Postgresql replicas stuck in recovery (archive_command won’t run on replicas)

postgresqlreplication

We're currently running a master -> slave, slave, slave, slave set up using postgresql 9.2.8 with streaming and WAL-E/S3 for handling wal segments.

Should all of the replicas currently be "in recovery"? Running SELECT pg_is_in_recovery(); on all of them returns true, which is concerning. We can run queries on them (assuming they don't take longer than 30 seconds).

I'm trying to spin up another replica off of one of the existing slaves using WAL-E but I'm currently unable to do so given every replica is in recovery mode. I can't run pg_basebackup or use wal-e's backup features on the replicas.

Amy I missing something glaringly obvious? The only thing I can think of is we had an issue roughly 2 months ago where our hard drive filled up on our master, and it shut off. We were able to boot it, clear disk space, and continue streaming/replication from the master.

If I were to simply start up 3 postgresql servers and configure them in a 3 server chain (master -> slave -> slave) using streaming/archiving it would work properly with WAL-E, as I have done this. Just for some reason I'm unable to get our existing production replicas to stream/archive to any other server. Specifically the archive_command is NEVER run on any of the replicas (because it's stuck in recovery mode).

Does anyone have any suggestions on how I can further debug/diagnose this? I'm trying to find a solution without significant downtime to our production database (as I could always just re-import the DB to a new server and start the chain again, but this would take 12+ hours).

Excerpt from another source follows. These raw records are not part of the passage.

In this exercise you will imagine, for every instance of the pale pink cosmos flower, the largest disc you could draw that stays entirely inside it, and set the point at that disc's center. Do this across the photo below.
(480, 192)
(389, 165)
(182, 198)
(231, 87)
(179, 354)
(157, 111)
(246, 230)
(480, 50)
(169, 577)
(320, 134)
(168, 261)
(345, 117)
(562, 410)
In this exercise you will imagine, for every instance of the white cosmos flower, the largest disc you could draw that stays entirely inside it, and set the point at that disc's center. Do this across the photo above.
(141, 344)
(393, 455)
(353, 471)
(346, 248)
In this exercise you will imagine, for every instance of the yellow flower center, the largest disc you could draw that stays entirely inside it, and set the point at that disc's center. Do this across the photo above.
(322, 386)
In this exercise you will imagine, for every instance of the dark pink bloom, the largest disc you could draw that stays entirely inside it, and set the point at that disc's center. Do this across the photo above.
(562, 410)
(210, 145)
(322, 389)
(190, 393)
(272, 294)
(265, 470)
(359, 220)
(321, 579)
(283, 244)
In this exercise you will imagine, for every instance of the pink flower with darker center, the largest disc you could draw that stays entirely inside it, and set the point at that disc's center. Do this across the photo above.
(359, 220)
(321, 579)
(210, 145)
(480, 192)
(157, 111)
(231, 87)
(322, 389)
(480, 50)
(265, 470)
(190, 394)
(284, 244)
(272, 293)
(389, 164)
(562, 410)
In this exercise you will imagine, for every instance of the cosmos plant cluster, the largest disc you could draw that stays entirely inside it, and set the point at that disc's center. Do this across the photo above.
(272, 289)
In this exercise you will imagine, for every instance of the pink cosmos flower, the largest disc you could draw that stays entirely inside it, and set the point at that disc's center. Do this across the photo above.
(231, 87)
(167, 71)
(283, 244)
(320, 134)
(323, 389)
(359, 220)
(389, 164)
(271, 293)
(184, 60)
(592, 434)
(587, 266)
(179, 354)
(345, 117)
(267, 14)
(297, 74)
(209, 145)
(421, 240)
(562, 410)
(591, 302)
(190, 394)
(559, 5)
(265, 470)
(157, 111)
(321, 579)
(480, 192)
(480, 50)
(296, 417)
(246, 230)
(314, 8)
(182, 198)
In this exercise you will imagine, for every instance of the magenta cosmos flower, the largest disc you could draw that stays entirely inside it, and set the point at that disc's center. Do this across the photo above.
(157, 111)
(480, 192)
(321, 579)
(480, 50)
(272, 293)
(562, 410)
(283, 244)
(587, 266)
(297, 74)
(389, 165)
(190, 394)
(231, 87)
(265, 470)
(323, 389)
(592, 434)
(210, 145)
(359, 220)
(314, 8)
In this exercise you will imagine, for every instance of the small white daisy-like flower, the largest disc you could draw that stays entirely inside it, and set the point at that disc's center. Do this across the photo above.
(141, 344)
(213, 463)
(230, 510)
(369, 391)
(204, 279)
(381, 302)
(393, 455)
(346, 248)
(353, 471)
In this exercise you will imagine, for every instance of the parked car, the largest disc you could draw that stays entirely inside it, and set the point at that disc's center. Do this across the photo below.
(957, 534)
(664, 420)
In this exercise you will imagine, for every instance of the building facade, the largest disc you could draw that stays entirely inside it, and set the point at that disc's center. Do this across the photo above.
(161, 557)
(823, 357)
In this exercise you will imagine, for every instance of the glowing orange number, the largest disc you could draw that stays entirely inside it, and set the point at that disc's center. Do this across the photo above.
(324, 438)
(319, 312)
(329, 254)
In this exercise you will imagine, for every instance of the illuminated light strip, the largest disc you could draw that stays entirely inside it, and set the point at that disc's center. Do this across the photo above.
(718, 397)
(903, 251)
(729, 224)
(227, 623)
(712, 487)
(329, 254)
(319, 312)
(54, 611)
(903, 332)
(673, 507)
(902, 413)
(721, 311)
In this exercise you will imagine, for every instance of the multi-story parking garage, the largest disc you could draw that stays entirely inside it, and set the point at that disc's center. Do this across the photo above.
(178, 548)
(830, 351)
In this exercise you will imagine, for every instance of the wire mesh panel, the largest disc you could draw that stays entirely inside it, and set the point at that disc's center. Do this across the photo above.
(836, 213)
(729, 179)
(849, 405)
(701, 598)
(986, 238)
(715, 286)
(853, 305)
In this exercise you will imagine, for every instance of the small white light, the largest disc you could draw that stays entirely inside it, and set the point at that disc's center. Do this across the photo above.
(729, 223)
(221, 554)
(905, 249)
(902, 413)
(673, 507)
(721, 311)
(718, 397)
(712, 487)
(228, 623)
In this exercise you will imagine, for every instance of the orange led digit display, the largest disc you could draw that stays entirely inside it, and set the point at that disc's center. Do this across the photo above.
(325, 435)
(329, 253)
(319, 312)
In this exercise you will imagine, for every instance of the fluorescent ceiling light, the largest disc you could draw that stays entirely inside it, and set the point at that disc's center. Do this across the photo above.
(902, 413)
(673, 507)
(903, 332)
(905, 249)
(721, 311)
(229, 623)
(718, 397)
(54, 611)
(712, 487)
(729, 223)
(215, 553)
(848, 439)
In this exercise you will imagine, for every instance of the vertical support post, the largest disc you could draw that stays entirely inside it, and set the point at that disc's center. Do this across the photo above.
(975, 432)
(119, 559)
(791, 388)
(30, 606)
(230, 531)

Here is the configuration details: https://gist.github.com/Geesu/1a696262e46ba9f0a24c
As well as the local_backup_script.sh: https://gist.github.com/Geesu/3b8b35e108d8e2205da7

Thanks!

Best Answer

Hopefully this still qualifies as an answer to your question, even though I've not solved your problem.

Should all of the replicas currently be "in recovery"? Running SELECT pg_is_in_recovery(); on all of > them returns true, which is concerning. We can run queries on them

This is normal. Your slave is in recovery of a sort, albeit a slow and perpetual one, while it's still chomping WAL segments (or streaming) from another server.

Just for some reason I'm unable to get our existing production replicas to stream/archive to any other server. Specifically the archive_command is NEVER run on any of the replicas (because it's stuck in recovery mode).

Are you receiving errors anywhere? Remember streaming is initiated by the downstream slaves: what state are they in? What data do they have? And is anything interesting logged when the streaming connection is attempted? Remember, PostgreSQL's built-in streaming replication is independent of the archive system (assuming the downstream machine is otherwise up-to-date); can you make a connection on behalf of the replication user?

Does anyone have any suggestions on how I can further debug/diagnose this?

Given the inconsistencies between production and your trial, it does sound like a misconfiguration hidden somewhere, though I don't know anything about WAL-E. A diff of postgresql.conf, pg_hba.conf (and recovery.conf I suppose) would be a boring but good start. Between your production slaves and working, trial slaves, that is.

You could also check the contents of the pg_settings table. If these are long-running production machines, perhaps a setting simply hasn't been applied yet? And I know you will have looked at the docs on cascading replication and its requirements, but I'm linking them just in case.